Yushchenko insisted the state now controls the factory, but said a manager must be found who is "independent, effective and professional, not connected to either business interest."
Nikopol is a major producer of ferroalloys and serves at least 15 of the world's largest steel producers. It was a key asset in Pinchuk's Interpipe Corp.
In July, Interpipe lost control of the factory when the appeals division of Ukraine's Economic Court ruled that Nikopol's 2003 privatization was illegal, and shares must be returned to the state. Last month, that ruling was upheld. Pinchuk has appealed to Ukraine's High Court, but a hearing has not yet been set.
"I tell you now I am ready to accept the High Court's decision, whatever it is, but let's do this according to the law," Pinchuk said.
The billionaire tycoon, whom Forbes magazine has listed as the second wealthiest person in Ukraine, has seen his holdings suffer significantly since Yushchenko defeated his father-in-law's hand-picked presidential candidate last year. A court earlier this year stripped Pinchuk and Ukraine's richest man, Rinat Akhmetov, of their ownership of the nation's biggest steel factory, Kryvorizhstal.
Pinchuk's Interpipe bought its initial 25 percent stake in the Nikopol factory in 2003 and won the right of first offer to buy another 25 percent plus one share stake in a later auction that no other bidders were allowed to participate in. Both stakes were sold for a total of 410.5 million hryvnya ($81 million).

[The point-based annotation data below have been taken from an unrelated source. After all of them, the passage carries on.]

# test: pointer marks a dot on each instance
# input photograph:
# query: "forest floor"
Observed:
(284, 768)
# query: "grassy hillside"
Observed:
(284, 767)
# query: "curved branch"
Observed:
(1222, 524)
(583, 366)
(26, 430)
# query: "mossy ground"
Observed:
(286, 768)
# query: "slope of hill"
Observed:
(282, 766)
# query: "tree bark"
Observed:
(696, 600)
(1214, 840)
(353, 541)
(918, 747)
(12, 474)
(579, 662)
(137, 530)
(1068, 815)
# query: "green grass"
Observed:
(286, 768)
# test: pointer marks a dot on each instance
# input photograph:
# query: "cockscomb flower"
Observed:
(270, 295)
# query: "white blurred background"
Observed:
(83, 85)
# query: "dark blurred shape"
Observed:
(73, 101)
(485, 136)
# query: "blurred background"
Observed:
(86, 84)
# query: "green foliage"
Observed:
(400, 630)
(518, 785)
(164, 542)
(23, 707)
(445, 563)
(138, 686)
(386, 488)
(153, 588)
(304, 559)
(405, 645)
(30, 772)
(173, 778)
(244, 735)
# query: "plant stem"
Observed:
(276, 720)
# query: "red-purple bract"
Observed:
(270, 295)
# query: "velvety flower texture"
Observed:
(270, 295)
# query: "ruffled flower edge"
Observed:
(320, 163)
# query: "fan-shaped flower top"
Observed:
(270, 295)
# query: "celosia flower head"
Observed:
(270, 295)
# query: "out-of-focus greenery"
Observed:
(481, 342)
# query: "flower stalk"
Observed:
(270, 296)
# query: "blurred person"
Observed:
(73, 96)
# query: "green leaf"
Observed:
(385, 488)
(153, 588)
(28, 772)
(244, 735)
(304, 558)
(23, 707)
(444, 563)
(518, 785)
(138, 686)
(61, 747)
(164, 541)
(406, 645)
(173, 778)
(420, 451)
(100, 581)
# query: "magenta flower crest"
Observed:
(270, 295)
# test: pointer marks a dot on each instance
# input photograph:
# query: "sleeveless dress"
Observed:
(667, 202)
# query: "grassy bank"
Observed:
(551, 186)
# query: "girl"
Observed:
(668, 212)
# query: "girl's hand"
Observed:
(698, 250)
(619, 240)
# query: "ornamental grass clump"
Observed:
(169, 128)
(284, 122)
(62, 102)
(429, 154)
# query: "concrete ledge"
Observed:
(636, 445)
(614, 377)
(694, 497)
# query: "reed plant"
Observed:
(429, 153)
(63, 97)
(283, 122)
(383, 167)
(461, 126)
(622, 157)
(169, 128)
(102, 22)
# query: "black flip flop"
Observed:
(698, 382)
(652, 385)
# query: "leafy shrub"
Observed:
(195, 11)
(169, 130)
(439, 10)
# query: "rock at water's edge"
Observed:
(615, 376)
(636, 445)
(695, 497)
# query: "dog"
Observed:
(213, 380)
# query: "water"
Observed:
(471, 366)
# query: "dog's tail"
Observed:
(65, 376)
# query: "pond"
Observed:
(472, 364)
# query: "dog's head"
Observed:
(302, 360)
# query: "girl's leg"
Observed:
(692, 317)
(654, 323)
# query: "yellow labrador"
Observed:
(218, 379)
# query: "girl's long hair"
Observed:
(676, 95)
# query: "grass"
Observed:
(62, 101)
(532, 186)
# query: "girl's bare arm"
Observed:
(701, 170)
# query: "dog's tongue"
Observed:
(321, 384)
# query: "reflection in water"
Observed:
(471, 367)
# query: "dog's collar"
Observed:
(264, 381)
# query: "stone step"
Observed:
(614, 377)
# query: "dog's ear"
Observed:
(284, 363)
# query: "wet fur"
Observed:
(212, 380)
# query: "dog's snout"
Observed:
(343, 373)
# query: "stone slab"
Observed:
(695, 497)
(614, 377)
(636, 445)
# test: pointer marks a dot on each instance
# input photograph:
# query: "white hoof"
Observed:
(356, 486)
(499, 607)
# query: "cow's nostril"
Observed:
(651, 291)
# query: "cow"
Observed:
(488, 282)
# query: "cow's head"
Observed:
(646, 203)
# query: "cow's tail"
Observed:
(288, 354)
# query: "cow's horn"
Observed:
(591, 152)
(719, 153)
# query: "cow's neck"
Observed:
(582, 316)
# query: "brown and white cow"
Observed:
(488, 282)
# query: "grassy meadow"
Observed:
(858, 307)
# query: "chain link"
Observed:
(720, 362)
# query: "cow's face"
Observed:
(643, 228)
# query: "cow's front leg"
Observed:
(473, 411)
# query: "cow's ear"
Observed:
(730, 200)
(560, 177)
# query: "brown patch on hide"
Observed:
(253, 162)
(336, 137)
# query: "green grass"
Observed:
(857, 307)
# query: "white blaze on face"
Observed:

Pinchuk's lawyer, Serhiy Vlasenko, urged the government to wait until all legal appeals are exhausted before taking any action. Some Ukrainian media reported that Pinchuk had ordered employees of his other businesses to flood to the factory, but Pinchuk denied the charges.
"They are not here to defend my property. They are here to defend democracy, to defend their rights," he said.
Yushchenko has pledged to review the cases of dozens of enterprises suspected of being privatized under shady circumstances during Kuchma's 10-year tenure.